My grandfather, while no more simpatico with the American Indian culture than with the Mormon one, would nonetheless question the good of digging up any artifacts at all. As a witness to his own culture being robbed of not only its own relics but even of its cultural heroes, he would not want to see another culture plundered. The Crete he was born to in 1887 was under Turkish occupation. The Utah he moved to in 1906 revealed to him an occupation of another type and, in an uneasy way, caused him to consider if the shoe was on the other foot. If there was just one thing he respected most, it was honesty. An honest Indian was as good to him as an honest Greek—probably better, actually. If he knew that the American Indian were honestly aggrieved, he would be on that side.

And that’s the side I’m on. My grandfather would know what it feels like to have a piece of heritage taken away. While the flamers on local newspaper Websites are all wound up about the events that recently played out in Blanding, all pointing fingers, calling names and doing nothing, a very similar story is playing out on the world stage. In 1817, the Parthenon Marbles—2,500-year-old statues, plus a frieze that once adorned the Acropolis in Athens—were sold to the British Museum by Lord Elgin. He bought them from the Ottoman Turks who occupied Athens at that time for nearly nothing. His motive was to profit. He got his money and fame, too, for now the Parthenon Marbles are in the British Museum and are called the Elgin Marbles.

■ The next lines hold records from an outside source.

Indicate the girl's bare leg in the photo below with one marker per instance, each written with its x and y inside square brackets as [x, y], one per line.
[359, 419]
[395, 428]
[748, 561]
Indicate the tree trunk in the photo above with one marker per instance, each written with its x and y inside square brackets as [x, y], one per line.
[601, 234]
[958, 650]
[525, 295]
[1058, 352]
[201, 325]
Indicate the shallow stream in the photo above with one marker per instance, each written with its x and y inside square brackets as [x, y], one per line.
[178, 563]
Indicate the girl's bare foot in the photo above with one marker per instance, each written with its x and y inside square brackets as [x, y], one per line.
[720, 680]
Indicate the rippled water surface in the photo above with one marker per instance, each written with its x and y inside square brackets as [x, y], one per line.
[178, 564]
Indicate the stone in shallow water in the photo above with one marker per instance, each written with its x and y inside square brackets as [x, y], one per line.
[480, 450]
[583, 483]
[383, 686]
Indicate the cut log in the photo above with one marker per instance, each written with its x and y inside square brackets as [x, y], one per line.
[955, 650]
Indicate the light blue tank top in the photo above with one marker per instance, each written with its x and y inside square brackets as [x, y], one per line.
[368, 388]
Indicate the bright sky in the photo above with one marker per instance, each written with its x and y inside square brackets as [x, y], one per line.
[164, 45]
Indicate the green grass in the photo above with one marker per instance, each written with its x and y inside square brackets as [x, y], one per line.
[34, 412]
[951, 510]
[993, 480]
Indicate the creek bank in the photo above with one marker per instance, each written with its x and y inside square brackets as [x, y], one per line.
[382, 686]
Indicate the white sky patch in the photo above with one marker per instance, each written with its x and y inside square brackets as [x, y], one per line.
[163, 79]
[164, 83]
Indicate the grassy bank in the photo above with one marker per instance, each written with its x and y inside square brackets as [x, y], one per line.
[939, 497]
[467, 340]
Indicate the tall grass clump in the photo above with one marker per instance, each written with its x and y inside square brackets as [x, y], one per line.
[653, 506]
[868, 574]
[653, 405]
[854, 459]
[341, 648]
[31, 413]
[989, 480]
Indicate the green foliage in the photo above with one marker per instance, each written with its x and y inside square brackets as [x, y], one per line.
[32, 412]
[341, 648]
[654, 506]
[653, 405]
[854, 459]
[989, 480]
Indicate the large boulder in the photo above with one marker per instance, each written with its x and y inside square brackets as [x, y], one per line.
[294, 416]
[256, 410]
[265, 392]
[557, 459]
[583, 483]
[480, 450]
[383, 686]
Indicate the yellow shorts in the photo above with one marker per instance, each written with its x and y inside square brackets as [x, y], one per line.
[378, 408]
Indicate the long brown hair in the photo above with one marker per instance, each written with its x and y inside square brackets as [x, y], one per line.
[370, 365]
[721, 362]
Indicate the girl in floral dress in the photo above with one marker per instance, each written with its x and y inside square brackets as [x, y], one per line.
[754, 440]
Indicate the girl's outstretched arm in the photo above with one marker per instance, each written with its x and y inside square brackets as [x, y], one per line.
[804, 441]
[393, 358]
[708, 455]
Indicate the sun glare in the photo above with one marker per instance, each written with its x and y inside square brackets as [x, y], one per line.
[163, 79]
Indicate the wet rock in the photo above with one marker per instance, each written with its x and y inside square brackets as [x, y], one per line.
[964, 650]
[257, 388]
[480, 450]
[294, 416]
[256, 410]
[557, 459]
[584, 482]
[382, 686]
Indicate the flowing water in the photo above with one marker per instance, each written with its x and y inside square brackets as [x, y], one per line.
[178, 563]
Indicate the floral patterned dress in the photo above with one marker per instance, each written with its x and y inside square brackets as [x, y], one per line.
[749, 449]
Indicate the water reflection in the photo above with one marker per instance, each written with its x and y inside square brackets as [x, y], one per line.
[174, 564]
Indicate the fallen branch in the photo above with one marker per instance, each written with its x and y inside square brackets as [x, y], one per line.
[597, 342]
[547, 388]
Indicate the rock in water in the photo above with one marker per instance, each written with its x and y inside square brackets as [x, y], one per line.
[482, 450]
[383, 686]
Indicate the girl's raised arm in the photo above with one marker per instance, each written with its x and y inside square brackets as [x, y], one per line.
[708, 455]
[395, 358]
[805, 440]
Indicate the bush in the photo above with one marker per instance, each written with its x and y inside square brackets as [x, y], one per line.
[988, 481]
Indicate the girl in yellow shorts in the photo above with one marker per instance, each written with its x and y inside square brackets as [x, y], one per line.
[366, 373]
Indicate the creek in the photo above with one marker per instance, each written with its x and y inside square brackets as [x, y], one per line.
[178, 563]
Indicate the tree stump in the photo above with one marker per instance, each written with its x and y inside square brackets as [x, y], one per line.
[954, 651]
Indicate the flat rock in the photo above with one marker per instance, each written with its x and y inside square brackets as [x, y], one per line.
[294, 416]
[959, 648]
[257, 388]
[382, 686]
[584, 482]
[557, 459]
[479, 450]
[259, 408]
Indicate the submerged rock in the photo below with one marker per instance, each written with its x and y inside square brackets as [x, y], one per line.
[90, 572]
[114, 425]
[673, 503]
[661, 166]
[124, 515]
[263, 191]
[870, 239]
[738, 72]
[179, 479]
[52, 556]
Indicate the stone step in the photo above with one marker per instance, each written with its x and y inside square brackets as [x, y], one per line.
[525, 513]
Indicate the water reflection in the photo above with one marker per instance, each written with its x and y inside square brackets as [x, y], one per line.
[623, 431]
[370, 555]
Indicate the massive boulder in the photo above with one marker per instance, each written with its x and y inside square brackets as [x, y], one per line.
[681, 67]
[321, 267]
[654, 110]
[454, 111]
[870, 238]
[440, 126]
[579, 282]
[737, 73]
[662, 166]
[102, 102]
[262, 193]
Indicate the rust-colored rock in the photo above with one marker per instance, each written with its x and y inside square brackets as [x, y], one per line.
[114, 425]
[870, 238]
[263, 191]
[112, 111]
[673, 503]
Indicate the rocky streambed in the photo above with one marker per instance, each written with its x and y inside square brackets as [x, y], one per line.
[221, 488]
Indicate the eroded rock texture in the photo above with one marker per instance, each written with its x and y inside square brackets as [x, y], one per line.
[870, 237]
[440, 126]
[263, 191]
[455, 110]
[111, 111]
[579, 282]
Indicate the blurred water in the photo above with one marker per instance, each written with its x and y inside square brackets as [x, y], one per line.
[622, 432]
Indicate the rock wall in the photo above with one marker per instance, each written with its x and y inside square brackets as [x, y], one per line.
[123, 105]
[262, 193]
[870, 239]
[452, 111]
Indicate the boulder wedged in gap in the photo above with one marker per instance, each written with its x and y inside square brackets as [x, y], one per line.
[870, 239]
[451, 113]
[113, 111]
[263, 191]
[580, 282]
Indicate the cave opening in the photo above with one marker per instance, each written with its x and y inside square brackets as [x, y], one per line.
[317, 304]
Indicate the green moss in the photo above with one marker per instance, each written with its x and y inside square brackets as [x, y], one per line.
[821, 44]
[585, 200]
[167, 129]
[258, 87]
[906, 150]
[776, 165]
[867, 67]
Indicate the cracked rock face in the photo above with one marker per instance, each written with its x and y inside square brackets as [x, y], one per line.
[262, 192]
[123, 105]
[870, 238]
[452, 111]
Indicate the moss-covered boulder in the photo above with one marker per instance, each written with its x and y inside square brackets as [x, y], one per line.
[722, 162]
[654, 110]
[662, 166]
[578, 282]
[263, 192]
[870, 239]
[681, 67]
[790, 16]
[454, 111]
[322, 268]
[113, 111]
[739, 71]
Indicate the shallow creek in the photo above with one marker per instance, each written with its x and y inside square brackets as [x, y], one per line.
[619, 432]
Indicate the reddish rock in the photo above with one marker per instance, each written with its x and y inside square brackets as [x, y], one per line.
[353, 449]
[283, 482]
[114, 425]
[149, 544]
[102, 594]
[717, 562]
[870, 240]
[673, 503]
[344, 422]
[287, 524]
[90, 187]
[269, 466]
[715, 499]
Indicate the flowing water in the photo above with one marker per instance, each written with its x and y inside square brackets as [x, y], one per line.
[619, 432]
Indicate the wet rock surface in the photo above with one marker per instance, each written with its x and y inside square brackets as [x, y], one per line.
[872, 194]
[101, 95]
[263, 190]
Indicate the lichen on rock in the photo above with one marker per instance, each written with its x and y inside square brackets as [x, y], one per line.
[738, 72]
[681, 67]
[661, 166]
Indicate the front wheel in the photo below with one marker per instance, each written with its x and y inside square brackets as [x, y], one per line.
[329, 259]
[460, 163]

England thinks they are better stewards of those marbles than the Greeks. Many Utahns think they are better land stewards than native Utahns. Must be a British Isle thing. England claims the marbles belong to the world. Greece begs to differ. England says there is no place to properly display the marbles in Athens. That is not true. This past weekend, the new Acropolis Museum was opened to the public. Besides quickly gaining a spot as a world-class museum inside and out, a primary function of the new museum is to draw world attention to the Parthenon Marbles and for those marbles to be returned to the place Zeus intended.

There’s no Greek who cannot support the return of the Parthenon Marbles to Greece. Equally, there is no reason a Greek cannot support full protection of American Indian lands and of everything that resides on them. American Indian artifacts must not fall into the hands of profiteers; Greek artifacts must be taken from them. Mitts off American Indian property. Return the stolen Parthenon Marbles to Greece.